France is building a carrier so large that it changes the scale of European naval aviation. The planned PANG, or Porte-Avions de Nouvelle Génération, is set to become Europe’s biggest warship at roughly 310 meters and about 78,000 tons, a sharp break from the much smaller Charles de Gaulle it is meant to replace in 2038.

That size matters because France is not simply renewing an aging flagship. It is redesigning how it wants to operate at sea for decades, with a ship built around heavier future aircraft, nuclear endurance, and more electrically demanding systems. In a region where most carrier operators rely on smaller ships or short-takeoff aviation, PANG points to a different model: a catapult-launched, nuclear-powered carrier able to support sustained operations far from home waters.
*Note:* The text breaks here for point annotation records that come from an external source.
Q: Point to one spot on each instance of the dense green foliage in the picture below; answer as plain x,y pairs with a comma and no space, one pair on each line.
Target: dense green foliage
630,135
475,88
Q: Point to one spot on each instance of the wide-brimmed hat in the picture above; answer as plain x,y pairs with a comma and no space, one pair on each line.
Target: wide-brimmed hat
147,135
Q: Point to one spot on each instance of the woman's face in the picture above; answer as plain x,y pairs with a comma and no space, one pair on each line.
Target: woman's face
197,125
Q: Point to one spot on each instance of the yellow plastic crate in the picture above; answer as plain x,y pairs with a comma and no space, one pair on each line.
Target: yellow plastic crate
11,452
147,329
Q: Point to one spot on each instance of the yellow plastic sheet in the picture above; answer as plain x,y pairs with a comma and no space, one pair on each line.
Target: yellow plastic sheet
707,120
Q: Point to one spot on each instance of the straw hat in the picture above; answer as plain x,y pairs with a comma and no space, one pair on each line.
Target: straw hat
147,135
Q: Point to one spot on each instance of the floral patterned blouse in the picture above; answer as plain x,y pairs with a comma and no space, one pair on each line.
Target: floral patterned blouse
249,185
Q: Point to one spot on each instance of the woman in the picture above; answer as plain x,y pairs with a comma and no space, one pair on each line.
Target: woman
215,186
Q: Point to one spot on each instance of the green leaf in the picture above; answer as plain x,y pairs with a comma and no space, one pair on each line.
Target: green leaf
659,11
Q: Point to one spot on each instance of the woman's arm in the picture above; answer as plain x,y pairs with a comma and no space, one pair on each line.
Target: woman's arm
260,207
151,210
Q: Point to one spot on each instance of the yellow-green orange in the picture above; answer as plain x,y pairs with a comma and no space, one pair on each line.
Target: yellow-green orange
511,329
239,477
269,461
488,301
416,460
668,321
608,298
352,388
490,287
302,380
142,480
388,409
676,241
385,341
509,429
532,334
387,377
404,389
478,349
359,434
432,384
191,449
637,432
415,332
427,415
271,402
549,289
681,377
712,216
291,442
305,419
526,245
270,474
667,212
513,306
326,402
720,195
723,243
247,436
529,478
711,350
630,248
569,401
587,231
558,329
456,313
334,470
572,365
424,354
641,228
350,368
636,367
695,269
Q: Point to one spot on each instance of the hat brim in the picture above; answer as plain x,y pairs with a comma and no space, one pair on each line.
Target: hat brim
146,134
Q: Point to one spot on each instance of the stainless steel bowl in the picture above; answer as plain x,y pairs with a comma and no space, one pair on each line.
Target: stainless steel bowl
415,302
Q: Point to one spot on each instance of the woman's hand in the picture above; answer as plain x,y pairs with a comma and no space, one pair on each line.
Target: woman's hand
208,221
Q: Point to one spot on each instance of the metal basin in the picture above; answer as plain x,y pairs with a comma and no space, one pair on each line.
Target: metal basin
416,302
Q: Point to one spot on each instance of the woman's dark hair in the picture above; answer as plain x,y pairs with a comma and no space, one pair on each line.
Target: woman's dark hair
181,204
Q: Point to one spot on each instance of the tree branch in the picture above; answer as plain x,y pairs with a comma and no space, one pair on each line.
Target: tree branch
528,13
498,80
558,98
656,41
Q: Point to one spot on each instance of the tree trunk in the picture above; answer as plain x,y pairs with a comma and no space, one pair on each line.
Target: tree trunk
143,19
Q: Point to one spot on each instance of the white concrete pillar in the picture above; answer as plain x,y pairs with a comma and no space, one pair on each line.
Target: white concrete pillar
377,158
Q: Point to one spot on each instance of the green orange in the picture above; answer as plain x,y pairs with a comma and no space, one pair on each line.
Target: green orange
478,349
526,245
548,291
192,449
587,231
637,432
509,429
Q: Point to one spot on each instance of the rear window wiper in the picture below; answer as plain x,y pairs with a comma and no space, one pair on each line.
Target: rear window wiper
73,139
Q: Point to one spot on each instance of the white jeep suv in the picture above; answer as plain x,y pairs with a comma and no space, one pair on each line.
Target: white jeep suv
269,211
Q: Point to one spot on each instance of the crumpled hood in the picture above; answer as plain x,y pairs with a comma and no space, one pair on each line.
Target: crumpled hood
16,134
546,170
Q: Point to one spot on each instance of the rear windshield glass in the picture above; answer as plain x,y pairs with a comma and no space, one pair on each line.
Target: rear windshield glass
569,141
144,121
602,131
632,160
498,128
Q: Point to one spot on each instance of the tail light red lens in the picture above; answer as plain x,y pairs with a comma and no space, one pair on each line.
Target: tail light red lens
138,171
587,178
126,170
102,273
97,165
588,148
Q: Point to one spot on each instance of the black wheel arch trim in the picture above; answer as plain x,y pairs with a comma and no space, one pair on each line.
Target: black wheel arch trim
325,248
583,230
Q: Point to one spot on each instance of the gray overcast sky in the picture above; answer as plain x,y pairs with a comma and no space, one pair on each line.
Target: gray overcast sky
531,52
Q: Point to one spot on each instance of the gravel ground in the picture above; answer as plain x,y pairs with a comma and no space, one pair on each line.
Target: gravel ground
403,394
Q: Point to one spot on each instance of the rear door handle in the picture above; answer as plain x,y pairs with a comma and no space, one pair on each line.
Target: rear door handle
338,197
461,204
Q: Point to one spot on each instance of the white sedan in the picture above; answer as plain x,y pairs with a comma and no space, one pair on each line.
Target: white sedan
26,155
The engineering leap is substantial. Charles de Gaulle displaces about 42,000 tons; PANG nearly doubles that. The new ship is expected to use two K22 nuclear reactors, each producing about 220 megawatts, giving the vessel the electrical margin needed not only for propulsion and ship systems but also for more advanced aviation support. That includes a full electromagnetic launch and recovery architecture, a major departure from the steam catapults of France’s current carrier. The design also reflects a broader naval trend: future carriers are increasingly judged not just by flight deck area, but by how much electrical power they can generate, distribute, and adapt over a service life that can stretch across half a century. PANG’s all-electric approach is intended to support sensors, data processing, launch systems, and later upgrades without forcing a redesign of the ship’s basic architecture. That makes the carrier less a single platform than an expandable power and aviation hub.
Its most consequential feature may be the launch system. France is moving toward a third EMALS catapult track, reinforcing the idea that the ship is being built for mixed air operations rather than a conventional fighter deck alone. That matters because French naval planners are designing around the next generation of aircraft, not just today’s Rafale M. Captain Thibault Lavernhe described the benefit of the new system in direct operational terms: “It will be several tonnes more than we can do now on Charles de Gaulle.” He was referring to the expected gain in fighter takeoff weight from EMALS testing in the United States, where compatibility tests with Rafale M fighters have supported integration work.
PANG is also being shaped around a future air wing that may include the Next Generation Fighter from the FCAS program, E-2D-class airborne early warning aircraft, helicopters, and uncrewed systems. Available program descriptions indicate an embarked group centered on roughly 30 combat aircraft, with broader deck and hangar capacity for a larger overall air package. That still falls well short of the U.S. Navy’s supercarrier scale. As of 2026, the United States operates 11 active nuclear-powered supercarriers, each larger and backed by a far deeper support system. PANG does not erase that gap. It highlights it.
There is another tension inside the program. France presents the carrier as a pillar of strategic autonomy, yet one of its most important technologies comes from the United States through a Foreign Military Sales case. The result is not contradiction so much as a modern industrial reality: autonomy now depends as much on controlling integration, doctrine, and deployment as on building every major component at home. PANG therefore says less about matching the U.S. Navy ship for ship than about preserving a rare capability. In Europe, that alone makes it a very large statement.